The first store, is the Sunglass Hut. It's one of these kiosk style shops, the stock under glass in a bench type arrangement. I wander up to the bench, and the attendant is there in a flash. I tell him I just want to have a look - of course, it's practically impossible for him to leave me alone while I just have a casual look. I quickly glance at them, and then the major drawback of this place becomes apparent - not a single price tag is visible. Every single pair of sunglasses has been carefully arranged, so that the tags face the bottom of the bench. The only possible way you can tell, is to ask to try them on. And in this arrangement, the attendant has to pick out every single pair that you want to try on. I keep walking.

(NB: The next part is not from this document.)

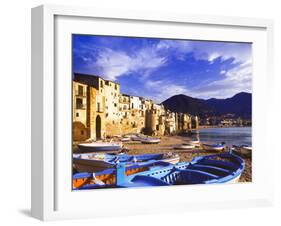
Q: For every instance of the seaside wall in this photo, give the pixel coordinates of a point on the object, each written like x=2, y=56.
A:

The second store is Grace Bros., a kinda middle of the road department store. After a bit of a search, I find their sunglasses. Anything half decent is behind glass yet again, but at least having a door opened will allow me to try on a few different pairs. So I find someone who works there, and get her to open the glass for me. She does this happily....and then just stands there. Like a statue behind me, hands behind her back, and she watches me. Every. Single. Second. It's unnerving - I wonder if she even blinks. Again, I say thanks, and continue on my way.
My visit to The Sportsmans Warehouse is brief. I find their small sunglass selection - they have Nike, Nike and Nike. While I don't have any major problems with their gear, I like a bit of variety, and choice. And I'm not a big fan of their sunglasses - it seems like they have one idea regarding how sunglasses look, and then slightly modify that idea a dozen or so times. So I'm out of there pretty quickly.
The last place I had time to visit today was OPSM, an optometrists shop. Again, the sunglasses are behind glass, but they're on those rotating stands, that you can control from outside the glass. I like this - it doesn't really matter what direction the tag's facing, you can rotate it to get a look. The attendant comes on over, and asks me if I want a look. I've been here with a friend before, and I know the way they operate. If I want a look, he'll unlock the cabinet, then leave me alone, to browse as I desire. He'll be at the counter, making sure everything's put back again, but he won't be breathing down my neck. This is a wonderful thing, but for one little detail. Their range sucks! They've got not much of anything really. It's not worth even getting the cabinet opened.
This is all the time I have to look today, it's time to return to work. However the quest will continue - I am determined to find a place where I can buy a pair of sunglasses with dignity, and comfort, and I will not make a purchase anywhere that doesn't fit. Damn it, I won't make a difference, but I can at the least know that my money's going to one of the good guys. Hopefully it'll be soon though....because damn that morning sun's bright...
I realise that theft is a real problem for shops selling things like sunglasses, watches etc..small, easily put in a pocket, valuable. So I understand that keeping an eye on people's an economic reality, that won't change any time soon. However, I think you can keep your stock safe, and still give the customers space to decide on their own. At least, I hope somewhere still believes this.